Maroon & White Wakeup Call

On December 13, 1971, the seventh day of Apollo 17, Griffin woke up the astronauts on the lunar surface to the tune of the Aggie War Hymn as performed by the Singing Cadets. Astronaut and Purdue graduate Eugene Cernan was less than receptive.

Eugene Cernan: I want you to say it first.

[pause]

Mission Control: Hello there, Challenger. The Gold Team Flight Director [Griffin] picked out the morning's selection, and he said that if you can find some maroon dirt today instead of orange, you'll probably get a lot more cooperation out of him. [The astronauts had found some orange lunar soil the day before.]

Cernan: I figured the Gold Team might do that.

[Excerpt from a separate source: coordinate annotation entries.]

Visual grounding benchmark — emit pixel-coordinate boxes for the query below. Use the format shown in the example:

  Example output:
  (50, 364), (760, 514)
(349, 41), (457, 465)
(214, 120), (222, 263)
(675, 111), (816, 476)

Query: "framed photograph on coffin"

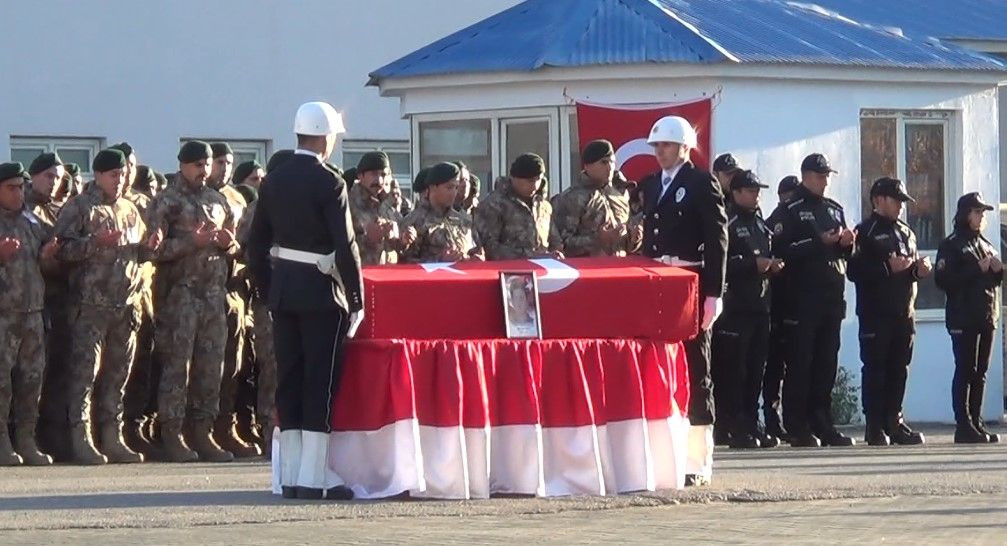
(500, 271), (542, 339)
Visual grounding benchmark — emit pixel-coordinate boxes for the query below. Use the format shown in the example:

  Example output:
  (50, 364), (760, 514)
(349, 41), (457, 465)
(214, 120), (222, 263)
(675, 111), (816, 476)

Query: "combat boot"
(69, 422), (109, 464)
(187, 419), (235, 462)
(213, 413), (262, 458)
(14, 425), (52, 466)
(100, 422), (143, 463)
(0, 421), (23, 466)
(160, 421), (199, 462)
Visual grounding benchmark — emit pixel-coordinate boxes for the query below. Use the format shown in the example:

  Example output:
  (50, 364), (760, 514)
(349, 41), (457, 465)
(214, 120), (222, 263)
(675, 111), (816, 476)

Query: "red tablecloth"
(273, 339), (689, 499)
(357, 257), (699, 342)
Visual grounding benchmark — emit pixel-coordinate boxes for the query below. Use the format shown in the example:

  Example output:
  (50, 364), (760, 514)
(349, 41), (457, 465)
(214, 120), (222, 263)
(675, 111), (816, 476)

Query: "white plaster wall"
(0, 0), (519, 170)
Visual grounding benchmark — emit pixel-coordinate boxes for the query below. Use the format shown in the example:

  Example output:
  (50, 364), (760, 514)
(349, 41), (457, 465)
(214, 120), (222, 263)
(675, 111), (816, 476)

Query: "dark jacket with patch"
(640, 162), (727, 297)
(849, 213), (919, 318)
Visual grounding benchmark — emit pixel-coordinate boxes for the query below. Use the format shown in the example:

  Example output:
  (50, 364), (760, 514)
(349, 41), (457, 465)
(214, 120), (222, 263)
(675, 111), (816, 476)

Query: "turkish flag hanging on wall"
(577, 99), (713, 180)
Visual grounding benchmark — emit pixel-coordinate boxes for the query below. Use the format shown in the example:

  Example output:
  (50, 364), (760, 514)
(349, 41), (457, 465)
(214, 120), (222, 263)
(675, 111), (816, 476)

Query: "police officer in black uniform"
(248, 102), (364, 500)
(640, 116), (727, 485)
(848, 177), (931, 445)
(713, 170), (783, 448)
(762, 174), (801, 441)
(933, 192), (1003, 443)
(773, 153), (856, 447)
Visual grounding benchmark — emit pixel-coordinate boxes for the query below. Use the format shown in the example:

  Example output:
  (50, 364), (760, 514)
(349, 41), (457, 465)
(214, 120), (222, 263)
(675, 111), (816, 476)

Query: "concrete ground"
(0, 427), (1007, 544)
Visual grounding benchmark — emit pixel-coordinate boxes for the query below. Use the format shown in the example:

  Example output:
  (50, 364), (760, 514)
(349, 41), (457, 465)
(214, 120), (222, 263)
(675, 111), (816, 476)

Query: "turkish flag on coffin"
(577, 99), (712, 181)
(356, 257), (698, 342)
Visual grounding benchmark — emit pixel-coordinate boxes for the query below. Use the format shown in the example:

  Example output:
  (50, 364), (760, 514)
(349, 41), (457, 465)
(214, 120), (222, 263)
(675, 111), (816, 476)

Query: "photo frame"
(500, 271), (542, 339)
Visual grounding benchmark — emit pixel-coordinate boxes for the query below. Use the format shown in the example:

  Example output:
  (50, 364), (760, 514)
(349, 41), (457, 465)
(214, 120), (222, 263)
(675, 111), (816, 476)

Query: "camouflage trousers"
(0, 311), (45, 434)
(154, 286), (228, 423)
(220, 292), (251, 415)
(252, 298), (276, 426)
(66, 304), (140, 427)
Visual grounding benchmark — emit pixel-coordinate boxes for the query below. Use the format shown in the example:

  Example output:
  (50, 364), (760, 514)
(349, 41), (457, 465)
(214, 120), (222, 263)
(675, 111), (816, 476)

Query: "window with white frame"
(10, 136), (102, 177)
(341, 140), (413, 197)
(860, 110), (955, 316)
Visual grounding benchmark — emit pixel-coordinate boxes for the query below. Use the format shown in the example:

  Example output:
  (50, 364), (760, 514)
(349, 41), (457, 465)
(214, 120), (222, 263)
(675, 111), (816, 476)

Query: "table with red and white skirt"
(273, 258), (698, 499)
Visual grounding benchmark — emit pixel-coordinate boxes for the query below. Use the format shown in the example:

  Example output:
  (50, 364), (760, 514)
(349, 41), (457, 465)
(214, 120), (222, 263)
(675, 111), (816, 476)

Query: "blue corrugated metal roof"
(371, 0), (1007, 82)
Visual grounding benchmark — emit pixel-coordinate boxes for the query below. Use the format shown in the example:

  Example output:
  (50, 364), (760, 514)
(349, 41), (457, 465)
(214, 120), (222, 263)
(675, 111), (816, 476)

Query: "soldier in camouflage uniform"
(553, 140), (642, 258)
(55, 149), (144, 464)
(0, 163), (58, 466)
(474, 154), (562, 260)
(147, 141), (240, 462)
(400, 163), (484, 263)
(349, 152), (402, 265)
(206, 142), (261, 457)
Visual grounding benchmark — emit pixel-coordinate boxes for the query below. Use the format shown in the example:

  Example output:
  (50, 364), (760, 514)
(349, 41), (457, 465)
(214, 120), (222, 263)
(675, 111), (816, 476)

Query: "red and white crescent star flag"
(577, 99), (713, 180)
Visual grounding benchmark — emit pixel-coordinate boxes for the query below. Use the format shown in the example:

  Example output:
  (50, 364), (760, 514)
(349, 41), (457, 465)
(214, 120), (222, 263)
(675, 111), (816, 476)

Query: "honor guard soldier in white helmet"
(248, 102), (364, 500)
(640, 116), (727, 485)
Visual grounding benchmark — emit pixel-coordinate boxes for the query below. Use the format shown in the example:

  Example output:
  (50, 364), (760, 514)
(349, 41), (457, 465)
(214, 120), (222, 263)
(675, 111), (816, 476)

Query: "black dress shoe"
(819, 429), (857, 447)
(790, 432), (822, 447)
(730, 434), (760, 449)
(325, 486), (353, 501)
(297, 486), (325, 501)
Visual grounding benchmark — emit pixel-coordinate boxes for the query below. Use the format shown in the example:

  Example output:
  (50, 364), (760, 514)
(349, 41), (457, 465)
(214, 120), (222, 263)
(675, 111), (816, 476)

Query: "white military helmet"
(646, 116), (696, 148)
(294, 102), (346, 136)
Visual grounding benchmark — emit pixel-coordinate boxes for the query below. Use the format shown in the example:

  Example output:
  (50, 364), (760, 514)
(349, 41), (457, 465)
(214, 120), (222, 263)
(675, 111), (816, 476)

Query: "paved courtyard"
(0, 427), (1007, 544)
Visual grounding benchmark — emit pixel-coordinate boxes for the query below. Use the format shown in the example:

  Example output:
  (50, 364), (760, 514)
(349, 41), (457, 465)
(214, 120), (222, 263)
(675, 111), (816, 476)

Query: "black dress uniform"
(712, 171), (779, 448)
(849, 178), (923, 445)
(762, 175), (801, 440)
(773, 179), (852, 446)
(248, 150), (364, 498)
(640, 161), (727, 426)
(934, 192), (1003, 443)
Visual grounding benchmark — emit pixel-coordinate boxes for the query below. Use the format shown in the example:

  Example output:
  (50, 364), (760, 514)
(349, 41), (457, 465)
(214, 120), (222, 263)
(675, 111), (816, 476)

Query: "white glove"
(346, 309), (364, 338)
(700, 296), (724, 330)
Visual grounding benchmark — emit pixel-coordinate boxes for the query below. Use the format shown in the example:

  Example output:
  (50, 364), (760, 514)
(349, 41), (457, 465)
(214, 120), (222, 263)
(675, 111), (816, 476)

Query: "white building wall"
(0, 0), (519, 171)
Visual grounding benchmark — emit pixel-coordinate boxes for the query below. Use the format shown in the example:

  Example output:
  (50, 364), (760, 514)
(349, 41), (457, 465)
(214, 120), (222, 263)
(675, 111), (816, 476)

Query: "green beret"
(91, 148), (126, 172)
(0, 161), (24, 182)
(580, 140), (615, 165)
(511, 153), (546, 178)
(235, 184), (259, 204)
(356, 152), (392, 174)
(178, 140), (213, 163)
(109, 140), (136, 157)
(424, 163), (461, 187)
(266, 150), (294, 172)
(209, 142), (235, 159)
(231, 160), (262, 184)
(28, 152), (62, 176)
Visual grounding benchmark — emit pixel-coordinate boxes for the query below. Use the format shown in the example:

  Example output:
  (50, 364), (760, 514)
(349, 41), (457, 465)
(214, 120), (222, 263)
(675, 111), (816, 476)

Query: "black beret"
(511, 153), (546, 178)
(28, 152), (62, 176)
(580, 140), (615, 165)
(356, 152), (392, 174)
(0, 161), (24, 182)
(413, 167), (430, 193)
(209, 142), (235, 159)
(424, 163), (461, 187)
(178, 140), (213, 163)
(231, 160), (262, 184)
(109, 140), (136, 157)
(266, 150), (294, 172)
(91, 148), (126, 172)
(235, 184), (259, 204)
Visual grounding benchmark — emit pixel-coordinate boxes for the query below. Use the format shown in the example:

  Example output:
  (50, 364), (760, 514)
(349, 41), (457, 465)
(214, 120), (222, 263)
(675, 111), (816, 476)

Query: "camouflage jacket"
(475, 176), (561, 260)
(147, 173), (241, 294)
(553, 172), (629, 258)
(0, 209), (48, 314)
(399, 199), (482, 263)
(55, 184), (144, 307)
(349, 183), (402, 265)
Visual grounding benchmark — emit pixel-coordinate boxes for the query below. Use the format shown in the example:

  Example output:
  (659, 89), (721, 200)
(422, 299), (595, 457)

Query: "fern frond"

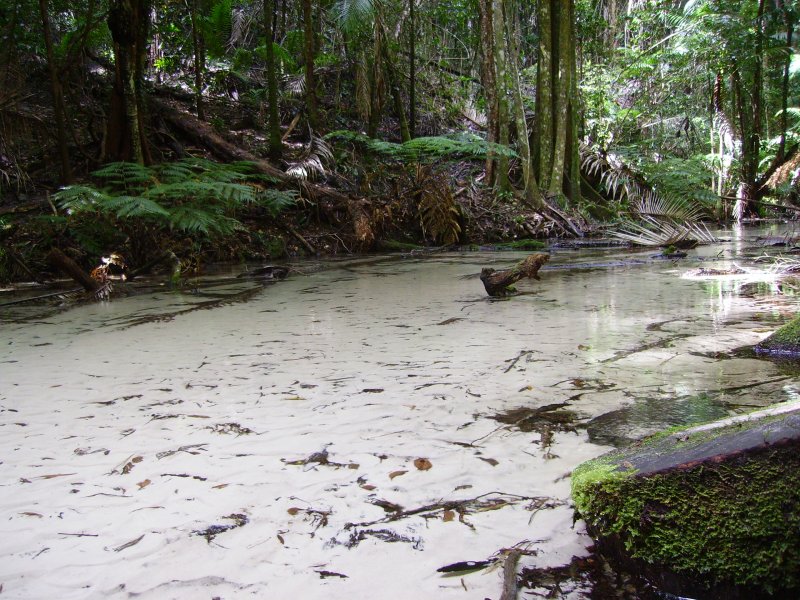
(416, 167), (461, 246)
(53, 185), (111, 213)
(103, 196), (169, 219)
(332, 0), (376, 34)
(169, 206), (242, 236)
(258, 189), (297, 217)
(92, 162), (153, 193)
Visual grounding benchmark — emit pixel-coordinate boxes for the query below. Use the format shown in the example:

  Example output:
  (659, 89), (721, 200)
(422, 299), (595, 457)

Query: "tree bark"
(478, 2), (499, 185)
(264, 0), (283, 160)
(39, 0), (72, 185)
(189, 0), (206, 121)
(302, 0), (319, 131)
(492, 0), (510, 191)
(104, 0), (152, 164)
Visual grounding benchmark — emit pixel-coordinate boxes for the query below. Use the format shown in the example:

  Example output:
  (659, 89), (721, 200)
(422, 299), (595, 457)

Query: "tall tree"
(104, 0), (151, 164)
(39, 0), (72, 185)
(302, 0), (319, 130)
(533, 0), (580, 204)
(263, 0), (283, 160)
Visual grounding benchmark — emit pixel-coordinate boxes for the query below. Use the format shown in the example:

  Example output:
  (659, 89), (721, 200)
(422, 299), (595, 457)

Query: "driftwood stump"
(481, 254), (550, 298)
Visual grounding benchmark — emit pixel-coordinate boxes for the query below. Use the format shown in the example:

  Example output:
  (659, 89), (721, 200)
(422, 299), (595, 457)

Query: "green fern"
(54, 158), (297, 244)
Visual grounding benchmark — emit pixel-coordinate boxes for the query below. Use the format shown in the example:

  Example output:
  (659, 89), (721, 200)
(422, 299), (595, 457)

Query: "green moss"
(758, 316), (800, 354)
(495, 239), (547, 250)
(572, 448), (800, 590)
(572, 452), (633, 515)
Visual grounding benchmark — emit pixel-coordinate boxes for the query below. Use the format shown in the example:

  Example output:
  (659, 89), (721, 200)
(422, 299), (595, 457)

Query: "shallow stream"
(0, 226), (798, 600)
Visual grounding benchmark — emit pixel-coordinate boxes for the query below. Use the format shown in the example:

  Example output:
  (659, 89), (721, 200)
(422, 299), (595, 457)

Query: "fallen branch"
(500, 548), (522, 600)
(47, 248), (101, 292)
(481, 254), (550, 297)
(344, 492), (546, 529)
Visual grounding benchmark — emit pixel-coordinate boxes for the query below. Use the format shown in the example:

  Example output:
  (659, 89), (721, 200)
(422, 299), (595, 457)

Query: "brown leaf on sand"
(414, 458), (433, 471)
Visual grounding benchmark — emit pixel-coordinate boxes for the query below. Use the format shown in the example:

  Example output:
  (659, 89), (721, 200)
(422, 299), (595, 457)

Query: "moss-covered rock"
(755, 315), (800, 358)
(572, 403), (800, 599)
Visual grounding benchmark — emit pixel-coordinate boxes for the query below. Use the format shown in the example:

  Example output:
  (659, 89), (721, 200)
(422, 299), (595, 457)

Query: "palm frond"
(331, 0), (377, 34)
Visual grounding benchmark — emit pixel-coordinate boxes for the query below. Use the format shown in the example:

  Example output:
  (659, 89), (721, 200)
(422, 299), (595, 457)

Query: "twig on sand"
(500, 548), (522, 600)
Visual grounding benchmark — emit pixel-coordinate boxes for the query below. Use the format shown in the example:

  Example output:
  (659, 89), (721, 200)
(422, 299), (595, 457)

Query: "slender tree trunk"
(533, 0), (580, 203)
(533, 0), (553, 189)
(188, 0), (206, 120)
(548, 2), (571, 194)
(302, 0), (319, 131)
(104, 0), (151, 164)
(478, 1), (499, 185)
(778, 2), (794, 159)
(408, 0), (417, 138)
(499, 0), (542, 208)
(39, 0), (72, 185)
(264, 0), (283, 160)
(376, 15), (411, 142)
(492, 0), (510, 191)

You know, I’ve woke up to a lot of pleasant thoughts, but never to an Aggie before.

Griffin remembers having some difficulty acquiring a recording of the War Hymn to give to NASA’s communication team. “It wasn’t like you could look it up on your cell phone and send an .mp3,” he said. “We had to find a reel-to-reel recording.”

It wasn’t the last time Aggie music serenaded astronauts in space. Decades later, on June 9, 2008, Aggie astronaut Col. Michael Fossum woke up to “The Spirit of Aggieland,” eliciting a much more appreciative response.

Mission Control: Good morning Discovery, and a special good morning to you, Mike!

Michael Fossum: Whoop! Good morning, Shannon. There’s a spirit can never be told, that’s the spirit of Aggieland. Texas A&M University is indeed a very special place. Thanks to my Aggie wife this morning for that wake-up music, to all my Aggie buds, and to the hundreds of thousands of Aggies on campus and around the world. It’s going to be a great day.